There is a pathetic attempt amongst some churchmen to assert Christianity's 'green' values. Green ethics demand that man recognises his dependent status in the world and the universe. The Church is saddled with a book compiled in the days when it was thought that 'Creation' was man centred and the Universe earth centred. Thought of any sort cannot 'evolve' if it is hobbled by adherence to antique, irrelevant man made texts from a pre scientific age.
In reply to an earlier post on 31 Oct 2009 15:03:30 GMT
And yet, you cannot give the subject up, if your reviews tell us anything about you! The philosophical question about the origin of the Universe remains: how can this vast mind boggling Universe complete with its own universal laws spring up ex nihilo? The Universe exhales rational "Mind". Science does not answer this question. The Big bang theory does not explain where the something which was the subject of the big bang exploded.
I am not sure which particular churchmen you refer to, but, as a catholic, I believe that it is Man's divine role to lead creation to God. Man's role is a cosmic one; when death is destroyed at the end of time, creation will share in Man's theosis so that God will be all in all (I am referrring to St Paul's famous passage about Creation in eager longing).
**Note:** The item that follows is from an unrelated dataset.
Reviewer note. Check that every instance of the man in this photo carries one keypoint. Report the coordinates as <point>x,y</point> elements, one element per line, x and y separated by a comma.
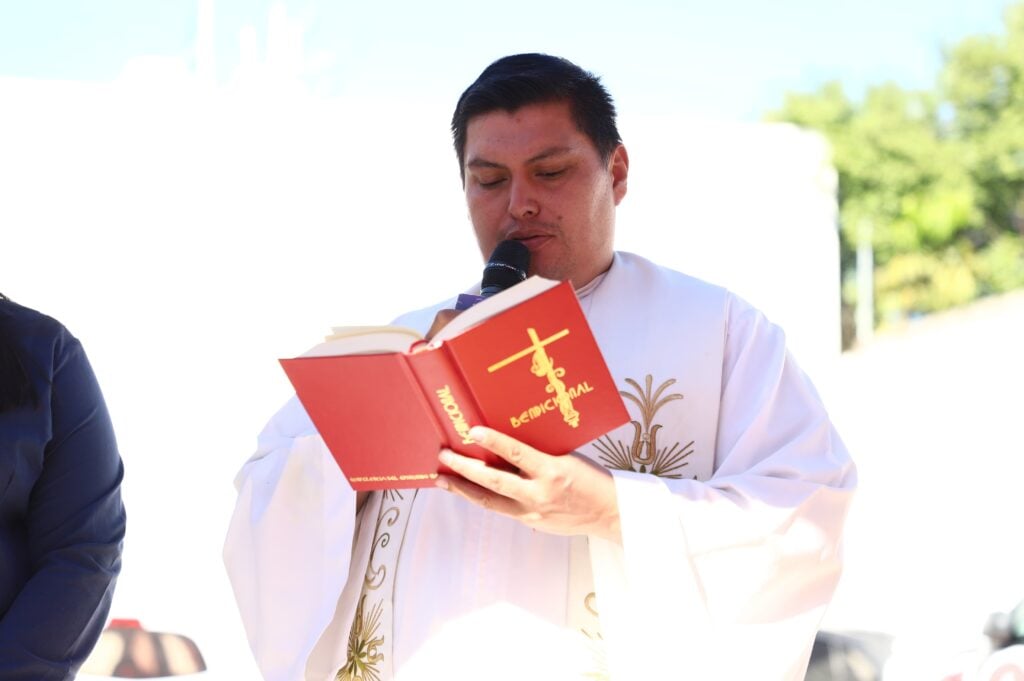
<point>700,541</point>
In reply to an earlier post on 20 Sep 2010 12:06:13 BDT
'And yet, you cannot give the subject up, if your reviews tell us anything about you! '
Too right. The origin of the universe and the origin and purpose of mankind are of universal interest. I simply find it tragic that so many otherwise thoughtful people seem hobbled by the traditional God centred traditions which formed the basis of their upbringing.
Perhaps I am fortunate that I was raised as a Jehovah's Witness. For all that it is a despicable and revolting cult, it did at least give me an awareness of more than 'Moses in the bulrushes' and 'Gentle Jesus Meek and Mild'. Those cutesy stories typified the Sunday School fare of my contemporaries.
Those whose religious development took place in an organisation that was charitiable, cultured, sociable and welcoming may have greater difficulty in seeing the dangers of the whole notion of 'divinely inspired' books. They will tend to dismiss as extremist and irrational those who actually believe them, and on that account, demand, for example, that Israel's borders be exteneded to conform with God's promise to Abraham or that all true Muslims engage in violent Jihad.
New Testament followers should concentrate their time and effort not on 'The Kingdom of this world' but spread the Good News of the forthcoming Kingdom which will be heralded by an orgy of destruction of unbelievers.
ANglicans have, in the main, junked theology for all practical purposes. It is merely a specialist interest, like bell ringing or flower arrangng.
There is another group in CHristendom, however, with its HQ in ROme, that imagines its boss to be the successor of St. Peter and thus Jesus' earthly standin until the Parousia. Rejecting reason and evidence in favour of 'Divine inspiration' or authorship leads to dangerous absurdities in thought and action.